Nick dePlume writes "Apple Computer's decision to not endorse the move of the east coast Macworld Expo convention from New York to Boston is a "negotiating tactic," albeit a shockingly public one, reports Think Secret. Sources believe Apple had firmly endorsed the move, which was announced today."

2 of 66 comments (clear)

  1. Re:Excuse to cut down to one MacWorld/year? by BitGeek · · Score: 2, Offtopic


    In my experience, NT 4 was neither more stable nor faster. Especially on the hardware back in those days.

    OS 7 was rather stable, OS 8 was extremely stable.

    What was unstable was the extensions that people would add to the OS. If you didn't do that, you almost never saw crashes-- and even then you only saw crashes from poorly written apps.

    A OS 8 machine, unpatched, running quality apps, would never crash. Giving it less issues than NT 4. (Which is not to say that NT 4 wasn't a big improvement for MS)

    --
    Yeah, and you guys panned the ipod too: http://apple.slashdot.org/article.pl?sid=01/10/23/ 1816257
  2. Re:Excuse to cut down to one MacWorld/year? by dpbsmith · · Score: 2, Offtopic

    7.1 was OK.

    7.5 was bad, real bad, and 7.5.1, 7.5.2, 7.5.3, "buster", "son of buster," etc. were not much better.

    8 and 9 have been OK.

    My own experience is that stability differences between unprotected memory/cooperative multitasking systems and protected memory/preemptive multitasking systems are MUCH LESS than they ought to be. I won't go quite to far as to call protect memory/preemptive multitasking "snake oil," but software quality, third-party attention to detail, and SQA are obviously a much bigger factor than the kind of technology used.

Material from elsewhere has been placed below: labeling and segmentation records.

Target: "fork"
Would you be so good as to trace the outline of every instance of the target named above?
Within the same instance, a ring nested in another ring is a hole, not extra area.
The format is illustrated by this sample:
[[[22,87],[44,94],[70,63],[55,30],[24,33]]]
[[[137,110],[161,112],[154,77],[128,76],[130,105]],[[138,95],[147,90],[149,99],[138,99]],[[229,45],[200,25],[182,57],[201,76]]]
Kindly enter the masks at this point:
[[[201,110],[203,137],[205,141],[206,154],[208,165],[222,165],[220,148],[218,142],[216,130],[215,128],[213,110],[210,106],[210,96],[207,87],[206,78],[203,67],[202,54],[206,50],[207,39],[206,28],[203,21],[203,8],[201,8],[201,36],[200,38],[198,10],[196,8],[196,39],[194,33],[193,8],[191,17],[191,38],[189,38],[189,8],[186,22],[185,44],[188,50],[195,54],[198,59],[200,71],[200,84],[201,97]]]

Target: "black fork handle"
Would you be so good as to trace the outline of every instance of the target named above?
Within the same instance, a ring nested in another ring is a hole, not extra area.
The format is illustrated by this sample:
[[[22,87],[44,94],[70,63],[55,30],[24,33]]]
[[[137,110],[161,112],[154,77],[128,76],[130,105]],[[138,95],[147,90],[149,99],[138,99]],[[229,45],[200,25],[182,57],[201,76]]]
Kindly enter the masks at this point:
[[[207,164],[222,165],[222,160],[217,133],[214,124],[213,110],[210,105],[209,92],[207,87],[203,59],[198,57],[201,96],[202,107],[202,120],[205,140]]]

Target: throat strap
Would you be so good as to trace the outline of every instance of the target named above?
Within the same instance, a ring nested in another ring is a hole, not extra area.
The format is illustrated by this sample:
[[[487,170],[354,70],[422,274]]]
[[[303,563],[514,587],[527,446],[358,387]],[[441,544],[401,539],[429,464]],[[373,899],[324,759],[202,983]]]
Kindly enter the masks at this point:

    My experience is also that anyone who claims BIG differences in stability between Macs and Windows systems is grinding an axe.

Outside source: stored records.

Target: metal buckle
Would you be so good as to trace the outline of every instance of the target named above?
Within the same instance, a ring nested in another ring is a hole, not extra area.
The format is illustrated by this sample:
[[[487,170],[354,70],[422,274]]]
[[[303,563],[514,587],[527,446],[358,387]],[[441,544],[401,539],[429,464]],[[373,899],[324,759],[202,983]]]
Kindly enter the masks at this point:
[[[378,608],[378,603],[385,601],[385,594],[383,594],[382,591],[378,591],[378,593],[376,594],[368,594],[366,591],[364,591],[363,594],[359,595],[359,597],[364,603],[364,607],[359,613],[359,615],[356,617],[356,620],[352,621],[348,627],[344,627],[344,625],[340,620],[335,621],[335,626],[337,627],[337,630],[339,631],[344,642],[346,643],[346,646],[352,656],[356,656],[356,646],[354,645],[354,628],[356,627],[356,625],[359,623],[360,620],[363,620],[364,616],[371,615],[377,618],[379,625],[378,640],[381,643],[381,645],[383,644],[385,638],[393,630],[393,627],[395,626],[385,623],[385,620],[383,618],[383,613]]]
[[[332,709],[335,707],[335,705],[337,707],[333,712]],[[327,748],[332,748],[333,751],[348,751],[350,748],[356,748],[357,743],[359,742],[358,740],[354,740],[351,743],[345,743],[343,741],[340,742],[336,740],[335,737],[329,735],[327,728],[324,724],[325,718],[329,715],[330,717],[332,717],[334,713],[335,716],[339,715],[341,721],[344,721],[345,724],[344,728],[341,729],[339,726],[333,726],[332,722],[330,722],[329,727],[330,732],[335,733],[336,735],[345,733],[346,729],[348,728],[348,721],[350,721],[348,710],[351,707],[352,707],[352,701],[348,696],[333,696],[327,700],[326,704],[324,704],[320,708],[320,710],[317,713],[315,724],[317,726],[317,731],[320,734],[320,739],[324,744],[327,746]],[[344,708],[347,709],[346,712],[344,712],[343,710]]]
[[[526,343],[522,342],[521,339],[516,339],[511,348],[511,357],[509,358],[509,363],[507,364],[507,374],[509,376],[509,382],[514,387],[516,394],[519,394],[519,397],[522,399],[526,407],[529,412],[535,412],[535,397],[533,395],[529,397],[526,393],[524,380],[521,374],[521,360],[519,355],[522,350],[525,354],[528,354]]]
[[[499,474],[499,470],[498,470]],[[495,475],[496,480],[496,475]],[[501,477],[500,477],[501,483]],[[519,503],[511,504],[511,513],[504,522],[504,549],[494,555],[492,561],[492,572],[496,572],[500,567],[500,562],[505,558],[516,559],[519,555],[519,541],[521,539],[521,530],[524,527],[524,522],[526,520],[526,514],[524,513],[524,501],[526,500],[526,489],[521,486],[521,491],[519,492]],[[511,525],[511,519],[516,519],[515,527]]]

    Actually, when the Mac first came out, I thought its instability compared to a PC running MS-DOS might kill it. But, fortunately, Windows came out and equalized the situation.

    Let's define "crash" to mean "any situation which leads you decide to reboot the machine." That's to get away from silly language games ("Oh, that wasn't a CRASH, it was a "kernet panic.") ("Oh, yes I see that when you click on a window it take fifteen seconds to bring it to the top, but NT is STILL RUNNING). By that definition:

    On a "sweet" system--one with a fast processor, lots of memory, and reasonably good luck about the combination of software, hardware, drivers, etc. I find that OS 9 and Windows 98 can be fairly stable--let's say "several" crashes a week. OS X and Win 2K are better, but not THAT much better. In my personal experience they crash several times per month. Now please don't get on my case about "that's not NT's fault, you must have some bad third-party driver." This is my actual experience USING the system.

    The only situation in which I see a HUGE difference is doing software development, where I commit lots of gross errors all the time. In THAT specialized situation, yes, OS X or NT is a godsend, and OS 7-8-9 or WIndows 95-98 are a pain.